You Only Look Once at Anytime (AnytimeYOLO): Analysis and Optimization of Early-Exits for Object-Detection
Daniel Kuhse, Harun Teper, Sebastian Buschjäger, Chien-Yao Wang, Jian-Jia Chen
TL;DR
The paper addresses the need for real-time, interruptible object detection by introducing AnytimeYOLO, a family of YOLO-based architectures with multiple early-exits. It formalizes Anytime Models with interruptability, bounded returns, monotonic measurable quality, and a time-weighted quality metric, then designes GELAN-t and GELAN-m variants (and their transposed forms) to enable fine-grained early predictions across three feature scales. It further develops optimization techniques to select the optimal exit order and a subset of exits using a graph-based, longest-path framework, and discusses soft vs hard anytime execution and deployment hurdles on GPUs. Through MS COCO experiments, the work demonstrates trade-offs between early responsiveness and final accuracy, showing that increased exit granularity improves early-time performance while impacting later accuracy, and that optimal exit scheduling significantly outperforms greedy heuristics. The contributions advance practical, interruptible real-time object detection, with implications for safety-critical systems and resource-constrained deployments, while outlining pathways to integrate with current inference frameworks.
Abstract
We introduce AnytimeYOLO, a family of variants of the YOLO architecture that enables anytime object detection. Our AnytimeYOLO networks allow for interruptible inference, i.e., they provide a prediction at any point in time, a property desirable for safety-critical real-time applications. We present structured explorations to modify the YOLO architecture, enabling early termination to obtain intermediate results. We focus on providing fine-grained control through high granularity of available termination points. First, we formalize Anytime Models as a special class of prediction models that offer anytime predictions. Then, we discuss a novel transposed variant of the YOLO architecture, that changes the architecture to enable better early predictions and greater freedom for the order of processing stages.
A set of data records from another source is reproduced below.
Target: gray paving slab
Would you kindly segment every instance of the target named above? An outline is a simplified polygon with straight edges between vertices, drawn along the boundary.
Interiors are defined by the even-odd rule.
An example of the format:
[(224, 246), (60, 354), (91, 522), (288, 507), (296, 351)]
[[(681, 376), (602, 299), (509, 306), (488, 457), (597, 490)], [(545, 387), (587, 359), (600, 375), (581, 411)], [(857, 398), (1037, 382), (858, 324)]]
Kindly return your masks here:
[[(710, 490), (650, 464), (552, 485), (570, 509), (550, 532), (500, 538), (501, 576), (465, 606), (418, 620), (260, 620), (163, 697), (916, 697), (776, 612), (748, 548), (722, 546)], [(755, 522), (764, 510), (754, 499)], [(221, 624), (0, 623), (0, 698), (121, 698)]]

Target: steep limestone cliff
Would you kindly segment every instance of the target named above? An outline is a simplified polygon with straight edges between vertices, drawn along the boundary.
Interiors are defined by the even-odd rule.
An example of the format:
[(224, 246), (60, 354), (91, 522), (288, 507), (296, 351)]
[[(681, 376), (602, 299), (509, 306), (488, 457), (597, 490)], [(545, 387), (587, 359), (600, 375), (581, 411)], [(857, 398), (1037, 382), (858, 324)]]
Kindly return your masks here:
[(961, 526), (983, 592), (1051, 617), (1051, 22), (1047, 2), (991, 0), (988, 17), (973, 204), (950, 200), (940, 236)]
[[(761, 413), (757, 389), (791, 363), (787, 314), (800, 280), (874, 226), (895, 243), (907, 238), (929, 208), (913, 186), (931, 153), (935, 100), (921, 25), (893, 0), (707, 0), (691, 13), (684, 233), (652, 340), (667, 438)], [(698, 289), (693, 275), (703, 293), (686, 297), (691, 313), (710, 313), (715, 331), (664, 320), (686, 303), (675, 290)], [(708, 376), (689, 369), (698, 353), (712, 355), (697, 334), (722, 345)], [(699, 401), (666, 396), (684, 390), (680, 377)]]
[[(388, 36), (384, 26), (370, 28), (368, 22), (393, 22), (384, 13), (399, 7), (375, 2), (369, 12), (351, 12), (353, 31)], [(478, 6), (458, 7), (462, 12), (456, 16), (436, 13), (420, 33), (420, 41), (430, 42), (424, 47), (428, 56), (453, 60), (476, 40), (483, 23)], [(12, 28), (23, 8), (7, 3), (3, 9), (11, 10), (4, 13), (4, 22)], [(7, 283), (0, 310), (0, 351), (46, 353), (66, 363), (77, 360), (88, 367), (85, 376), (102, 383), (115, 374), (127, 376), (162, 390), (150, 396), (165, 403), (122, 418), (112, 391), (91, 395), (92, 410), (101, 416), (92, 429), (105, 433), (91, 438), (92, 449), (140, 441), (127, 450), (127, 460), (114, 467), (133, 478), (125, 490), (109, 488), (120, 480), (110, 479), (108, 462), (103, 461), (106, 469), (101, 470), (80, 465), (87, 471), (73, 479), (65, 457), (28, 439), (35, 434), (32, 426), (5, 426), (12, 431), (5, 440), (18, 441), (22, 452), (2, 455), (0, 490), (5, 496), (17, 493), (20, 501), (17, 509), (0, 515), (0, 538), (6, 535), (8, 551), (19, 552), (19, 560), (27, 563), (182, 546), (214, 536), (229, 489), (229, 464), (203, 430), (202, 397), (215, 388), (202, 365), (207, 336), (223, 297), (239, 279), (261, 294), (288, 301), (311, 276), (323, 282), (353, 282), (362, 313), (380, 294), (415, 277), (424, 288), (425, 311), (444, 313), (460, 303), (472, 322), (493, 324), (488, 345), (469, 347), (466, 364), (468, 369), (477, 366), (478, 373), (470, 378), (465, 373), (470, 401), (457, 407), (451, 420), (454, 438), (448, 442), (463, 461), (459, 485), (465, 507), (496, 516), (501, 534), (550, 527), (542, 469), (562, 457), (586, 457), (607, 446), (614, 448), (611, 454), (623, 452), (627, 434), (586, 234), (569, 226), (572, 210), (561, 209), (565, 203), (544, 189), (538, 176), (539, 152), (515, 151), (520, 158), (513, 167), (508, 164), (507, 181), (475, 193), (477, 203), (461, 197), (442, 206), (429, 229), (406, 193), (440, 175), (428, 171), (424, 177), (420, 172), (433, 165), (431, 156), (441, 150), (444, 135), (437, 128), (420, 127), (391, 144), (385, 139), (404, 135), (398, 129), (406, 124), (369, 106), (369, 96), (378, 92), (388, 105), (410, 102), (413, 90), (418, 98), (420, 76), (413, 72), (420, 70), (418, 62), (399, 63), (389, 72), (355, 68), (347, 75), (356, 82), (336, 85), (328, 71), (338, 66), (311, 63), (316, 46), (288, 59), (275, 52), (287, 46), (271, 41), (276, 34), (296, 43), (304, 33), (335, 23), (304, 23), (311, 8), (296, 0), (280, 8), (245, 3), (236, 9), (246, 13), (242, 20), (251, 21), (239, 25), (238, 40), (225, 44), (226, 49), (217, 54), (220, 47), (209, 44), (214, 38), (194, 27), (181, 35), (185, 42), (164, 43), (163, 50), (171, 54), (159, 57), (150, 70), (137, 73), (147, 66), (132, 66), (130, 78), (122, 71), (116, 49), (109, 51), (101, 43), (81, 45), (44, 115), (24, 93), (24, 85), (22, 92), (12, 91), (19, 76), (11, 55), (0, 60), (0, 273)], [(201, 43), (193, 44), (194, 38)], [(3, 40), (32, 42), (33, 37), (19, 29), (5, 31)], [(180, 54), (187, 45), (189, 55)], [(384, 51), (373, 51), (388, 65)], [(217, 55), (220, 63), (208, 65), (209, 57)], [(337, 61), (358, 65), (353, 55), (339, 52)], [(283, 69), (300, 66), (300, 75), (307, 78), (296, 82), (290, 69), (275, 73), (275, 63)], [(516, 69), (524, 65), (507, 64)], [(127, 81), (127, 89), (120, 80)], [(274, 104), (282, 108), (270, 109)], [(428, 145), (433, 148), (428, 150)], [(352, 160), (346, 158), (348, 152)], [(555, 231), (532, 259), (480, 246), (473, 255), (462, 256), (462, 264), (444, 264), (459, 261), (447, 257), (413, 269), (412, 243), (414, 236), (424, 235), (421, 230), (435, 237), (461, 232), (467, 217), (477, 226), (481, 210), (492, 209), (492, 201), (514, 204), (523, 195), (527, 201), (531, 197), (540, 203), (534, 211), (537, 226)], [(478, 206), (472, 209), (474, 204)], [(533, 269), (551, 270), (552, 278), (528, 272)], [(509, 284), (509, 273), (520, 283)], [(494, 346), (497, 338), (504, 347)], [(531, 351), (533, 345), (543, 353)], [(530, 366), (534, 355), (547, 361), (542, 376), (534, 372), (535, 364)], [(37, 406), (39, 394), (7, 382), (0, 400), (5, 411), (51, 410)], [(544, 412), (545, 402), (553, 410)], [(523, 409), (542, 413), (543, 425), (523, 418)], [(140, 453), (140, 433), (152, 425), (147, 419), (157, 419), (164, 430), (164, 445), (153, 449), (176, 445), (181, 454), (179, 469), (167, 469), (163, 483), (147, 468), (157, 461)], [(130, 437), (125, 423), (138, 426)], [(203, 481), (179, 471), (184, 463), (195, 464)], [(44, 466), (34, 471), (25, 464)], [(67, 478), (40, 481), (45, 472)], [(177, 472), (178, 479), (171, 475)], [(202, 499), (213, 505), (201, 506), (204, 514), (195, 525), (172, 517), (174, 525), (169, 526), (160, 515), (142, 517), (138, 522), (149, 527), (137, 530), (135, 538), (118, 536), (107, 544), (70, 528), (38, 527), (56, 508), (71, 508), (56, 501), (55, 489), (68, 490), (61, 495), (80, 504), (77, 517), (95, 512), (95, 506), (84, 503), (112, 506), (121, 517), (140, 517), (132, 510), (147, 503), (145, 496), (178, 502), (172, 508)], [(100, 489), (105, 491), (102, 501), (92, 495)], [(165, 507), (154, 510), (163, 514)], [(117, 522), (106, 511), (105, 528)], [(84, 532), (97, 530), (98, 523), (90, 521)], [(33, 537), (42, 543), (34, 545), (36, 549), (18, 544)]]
Finally, we propose two optimization algorithms that, given an anytime model, can be used to determine the optimal exit execution order and the optimal subset of early-exits to select for deployment in low-resource environments. We evaluate the anytime performance and trade-offs of design choices, proposing a new anytime quality metric for this purpose. In particular, we also discuss key challenges for anytime inference that currently make its deployment costly.